4. intproxy connects to the agent:
- Direct Kubernetes (in OSS/`operator = false` mode): intproxy reaches the agent via port-forward or direct tunnel.
- Operator: intproxy joins an operator-managed session and routes through operator-provided connectivity.
5. Hooked operations become protocol requests (`ClientMessage`) sent through intproxy.
6. agent executes in the target's context and sends responses/events back (`DaemonMessage`).
7. layer translates those results back into what the syscall caller expects.
## The Protocol
The layer, intproxy, and agent communicate through two message enums defined in `mirrord-protocol`: `ClientMessage` (sent by the layer/intproxy to the agent) and `DaemonMessage` (sent by the agent back). These are serialized with bincode over a TCP connection.
Between the layer and intproxy there's a separate local protocol (`mirrord-intproxy-protocol`) using `LayerToProxyMessage` and `ProxyToLayerMessage`.
## Simplicity and Reuse
mirrord is actively maintained by dozens of people, it is not a greenfield project. When adding or changing things, maximize simplicity. Reuse existing abstractions and codepaths instead of introducing new ones. Every new path is something someone has to understand, maintain, and keep compatible.
## Comments and Documentation
Don't write comments explaining what code does, the code should speak for itself. Instead, focus on _why_ something exists: doc comments that explain the problem a function or struct solves and how it fits into the bigger picture are far more valuable than ones that restate the type signature.

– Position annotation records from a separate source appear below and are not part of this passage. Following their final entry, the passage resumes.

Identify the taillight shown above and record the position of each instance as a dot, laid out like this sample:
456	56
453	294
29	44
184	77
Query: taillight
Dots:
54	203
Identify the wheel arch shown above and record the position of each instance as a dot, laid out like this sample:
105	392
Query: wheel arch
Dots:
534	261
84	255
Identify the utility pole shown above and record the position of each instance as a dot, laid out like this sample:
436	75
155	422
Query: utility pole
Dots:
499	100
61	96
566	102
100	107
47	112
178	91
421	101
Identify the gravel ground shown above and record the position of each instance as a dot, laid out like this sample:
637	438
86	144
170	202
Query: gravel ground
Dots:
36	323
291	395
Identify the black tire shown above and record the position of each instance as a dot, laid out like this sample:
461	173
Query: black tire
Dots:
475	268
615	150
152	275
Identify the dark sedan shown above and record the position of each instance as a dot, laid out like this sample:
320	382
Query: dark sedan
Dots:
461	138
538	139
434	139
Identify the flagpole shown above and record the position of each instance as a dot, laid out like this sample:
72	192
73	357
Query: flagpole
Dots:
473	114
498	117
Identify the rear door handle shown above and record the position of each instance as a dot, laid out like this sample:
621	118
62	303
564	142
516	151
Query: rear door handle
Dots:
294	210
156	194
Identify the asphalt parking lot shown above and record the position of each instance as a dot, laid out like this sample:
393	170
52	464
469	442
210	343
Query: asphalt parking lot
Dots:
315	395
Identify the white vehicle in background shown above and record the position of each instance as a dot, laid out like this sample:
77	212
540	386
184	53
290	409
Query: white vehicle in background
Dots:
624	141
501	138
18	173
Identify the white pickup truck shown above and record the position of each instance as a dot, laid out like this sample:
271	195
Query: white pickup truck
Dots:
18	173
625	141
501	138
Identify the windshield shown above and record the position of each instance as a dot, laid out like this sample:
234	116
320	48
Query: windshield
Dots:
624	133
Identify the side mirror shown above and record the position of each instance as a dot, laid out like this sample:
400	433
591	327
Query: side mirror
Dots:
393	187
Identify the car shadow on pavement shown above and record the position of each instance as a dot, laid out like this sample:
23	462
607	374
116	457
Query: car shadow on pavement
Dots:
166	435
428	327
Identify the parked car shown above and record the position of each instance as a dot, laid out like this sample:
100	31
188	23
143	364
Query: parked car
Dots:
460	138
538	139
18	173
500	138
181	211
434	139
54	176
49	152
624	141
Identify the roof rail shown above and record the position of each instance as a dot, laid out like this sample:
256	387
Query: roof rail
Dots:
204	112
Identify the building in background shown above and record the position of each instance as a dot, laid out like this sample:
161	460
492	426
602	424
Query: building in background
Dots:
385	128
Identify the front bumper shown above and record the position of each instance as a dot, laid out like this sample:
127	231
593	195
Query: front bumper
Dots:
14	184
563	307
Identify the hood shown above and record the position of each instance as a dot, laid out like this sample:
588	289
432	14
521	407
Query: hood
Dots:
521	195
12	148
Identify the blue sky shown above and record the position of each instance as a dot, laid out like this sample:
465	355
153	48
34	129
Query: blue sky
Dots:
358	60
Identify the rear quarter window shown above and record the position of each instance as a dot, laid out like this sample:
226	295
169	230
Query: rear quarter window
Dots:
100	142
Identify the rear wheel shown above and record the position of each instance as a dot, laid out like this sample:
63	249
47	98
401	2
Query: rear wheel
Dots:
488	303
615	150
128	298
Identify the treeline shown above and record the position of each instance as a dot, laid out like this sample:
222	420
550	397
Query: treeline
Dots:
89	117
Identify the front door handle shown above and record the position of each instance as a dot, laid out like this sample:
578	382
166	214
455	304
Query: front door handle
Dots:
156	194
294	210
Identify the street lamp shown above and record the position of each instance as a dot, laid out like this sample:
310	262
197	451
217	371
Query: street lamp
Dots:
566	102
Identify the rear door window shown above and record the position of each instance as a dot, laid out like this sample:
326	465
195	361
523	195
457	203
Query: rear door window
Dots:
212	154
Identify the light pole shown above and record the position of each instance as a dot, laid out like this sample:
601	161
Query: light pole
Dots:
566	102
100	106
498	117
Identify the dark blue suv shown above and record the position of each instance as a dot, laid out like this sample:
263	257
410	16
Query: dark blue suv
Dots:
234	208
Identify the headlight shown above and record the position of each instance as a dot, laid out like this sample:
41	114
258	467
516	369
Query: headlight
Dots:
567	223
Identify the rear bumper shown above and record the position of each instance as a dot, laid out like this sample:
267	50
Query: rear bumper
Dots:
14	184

Module-level doc comments that give a high-level overview of what a file is responsible for are also very helpful, as they give readers the context to understand the code below. mirrord has a lot of moving pieces and stability is critical, so document tricky or non-obvious behavior clearly.

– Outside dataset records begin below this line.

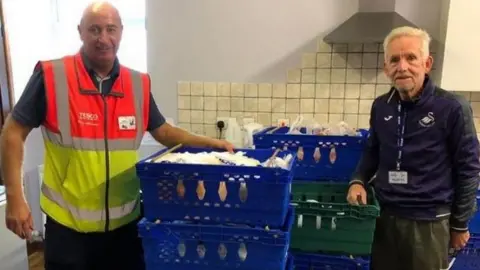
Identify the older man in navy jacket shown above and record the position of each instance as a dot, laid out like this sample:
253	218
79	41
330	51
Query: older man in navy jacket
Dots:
422	159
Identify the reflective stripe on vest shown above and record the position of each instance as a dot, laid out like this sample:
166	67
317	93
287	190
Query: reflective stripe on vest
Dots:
63	115
64	139
82	214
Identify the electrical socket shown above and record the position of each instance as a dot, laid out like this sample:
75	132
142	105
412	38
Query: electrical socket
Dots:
248	120
283	122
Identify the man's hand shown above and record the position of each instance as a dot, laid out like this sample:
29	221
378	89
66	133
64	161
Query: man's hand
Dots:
18	217
222	144
458	240
357	195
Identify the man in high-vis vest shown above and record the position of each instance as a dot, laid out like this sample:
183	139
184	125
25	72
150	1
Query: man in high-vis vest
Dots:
93	113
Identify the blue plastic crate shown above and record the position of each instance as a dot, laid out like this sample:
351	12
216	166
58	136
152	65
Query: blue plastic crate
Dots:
185	246
469	257
348	149
255	195
307	261
474	225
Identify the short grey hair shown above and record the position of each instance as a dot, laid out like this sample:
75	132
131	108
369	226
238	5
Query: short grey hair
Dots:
410	32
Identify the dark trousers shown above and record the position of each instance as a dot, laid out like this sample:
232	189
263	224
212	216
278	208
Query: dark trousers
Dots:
404	244
66	249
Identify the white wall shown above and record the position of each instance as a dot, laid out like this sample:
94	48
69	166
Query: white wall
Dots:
230	40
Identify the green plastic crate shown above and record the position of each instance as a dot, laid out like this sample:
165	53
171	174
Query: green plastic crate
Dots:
331	224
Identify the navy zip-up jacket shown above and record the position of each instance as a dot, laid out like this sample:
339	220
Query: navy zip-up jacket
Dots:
440	155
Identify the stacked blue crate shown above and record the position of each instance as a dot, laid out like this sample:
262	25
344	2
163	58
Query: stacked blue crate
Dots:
216	216
316	166
320	158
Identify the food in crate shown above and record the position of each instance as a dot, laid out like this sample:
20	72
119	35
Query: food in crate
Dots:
223	158
303	126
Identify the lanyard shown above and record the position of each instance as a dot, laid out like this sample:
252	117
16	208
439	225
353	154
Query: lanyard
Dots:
400	133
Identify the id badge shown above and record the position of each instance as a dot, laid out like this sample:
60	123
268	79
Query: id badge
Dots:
127	123
398	177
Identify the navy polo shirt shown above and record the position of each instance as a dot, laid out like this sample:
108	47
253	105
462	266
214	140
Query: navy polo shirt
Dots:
31	108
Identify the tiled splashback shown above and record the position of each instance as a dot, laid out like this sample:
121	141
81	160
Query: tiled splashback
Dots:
338	82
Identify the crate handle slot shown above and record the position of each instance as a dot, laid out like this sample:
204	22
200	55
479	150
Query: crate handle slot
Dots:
167	152
273	130
243	192
182	249
222	251
300	221
272	158
222	191
242	252
180	189
201	250
201	190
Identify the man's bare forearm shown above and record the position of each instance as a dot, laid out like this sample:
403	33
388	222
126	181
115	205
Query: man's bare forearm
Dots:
12	141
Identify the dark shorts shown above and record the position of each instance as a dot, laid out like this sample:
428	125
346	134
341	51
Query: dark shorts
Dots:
401	244
66	249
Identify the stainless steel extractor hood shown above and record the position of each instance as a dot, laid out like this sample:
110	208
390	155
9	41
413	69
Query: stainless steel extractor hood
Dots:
367	27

When changing how something works, don't leave comments like "this replaces how X used to do it" just document the new behavior directly.
## Style Guideline
- Keep imports at file top (no function-local `use`).

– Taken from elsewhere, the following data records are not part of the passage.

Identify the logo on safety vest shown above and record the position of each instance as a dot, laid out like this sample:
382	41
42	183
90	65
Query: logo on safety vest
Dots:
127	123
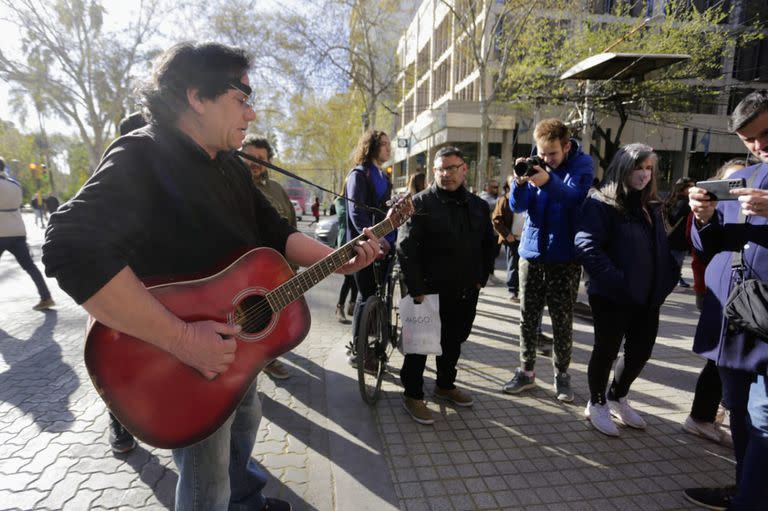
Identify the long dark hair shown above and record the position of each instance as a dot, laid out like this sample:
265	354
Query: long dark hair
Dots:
368	146
614	189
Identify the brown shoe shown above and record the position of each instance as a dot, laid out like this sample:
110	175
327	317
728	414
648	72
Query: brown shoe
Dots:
418	410
455	396
340	317
277	370
44	304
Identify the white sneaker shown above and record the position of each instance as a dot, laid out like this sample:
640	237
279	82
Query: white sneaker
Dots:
709	430
600	417
622	411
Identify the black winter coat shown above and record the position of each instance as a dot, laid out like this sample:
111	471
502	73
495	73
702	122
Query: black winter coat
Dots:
448	245
627	258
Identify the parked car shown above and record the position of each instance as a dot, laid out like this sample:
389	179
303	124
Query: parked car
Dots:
327	230
297	209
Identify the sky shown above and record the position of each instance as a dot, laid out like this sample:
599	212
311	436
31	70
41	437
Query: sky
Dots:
116	12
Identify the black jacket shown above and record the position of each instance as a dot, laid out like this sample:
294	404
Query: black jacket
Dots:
448	245
628	259
160	205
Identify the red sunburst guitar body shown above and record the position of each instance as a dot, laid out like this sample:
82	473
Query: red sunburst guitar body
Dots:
168	404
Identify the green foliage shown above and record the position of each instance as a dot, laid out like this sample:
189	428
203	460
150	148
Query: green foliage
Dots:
321	134
72	67
77	160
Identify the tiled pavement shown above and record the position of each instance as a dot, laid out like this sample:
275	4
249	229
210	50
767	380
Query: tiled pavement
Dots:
325	449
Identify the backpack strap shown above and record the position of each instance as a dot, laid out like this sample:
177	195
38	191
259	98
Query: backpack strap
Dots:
737	262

- Prefer `to_owned` for `&str` → `String`.
- Always use `foo.rs` instead of `foo/mod.rs` for module roots.
- When extending existing declarations (consts, methods, enum variants, match arms), append new entries below the existing ones. If the new entry is related to a specific existing one, place it directly below that one instead of at the end.
- Run `cargo fmt` and `cargo clippy -- --deny warnings` after every edit.
## Contribution Notes
- Add a towncrier fragment for code changes in `changelog.d/`, named `<identifier>.<category>.md`.
- Use a public GitHub issue number when one exists, otherwise use `+some-name`.
- Valid categories are `added`, `fixed`, `internal`, and `changed`.
- Use `internal` for test-only, CI-only, and other changes users do not care about.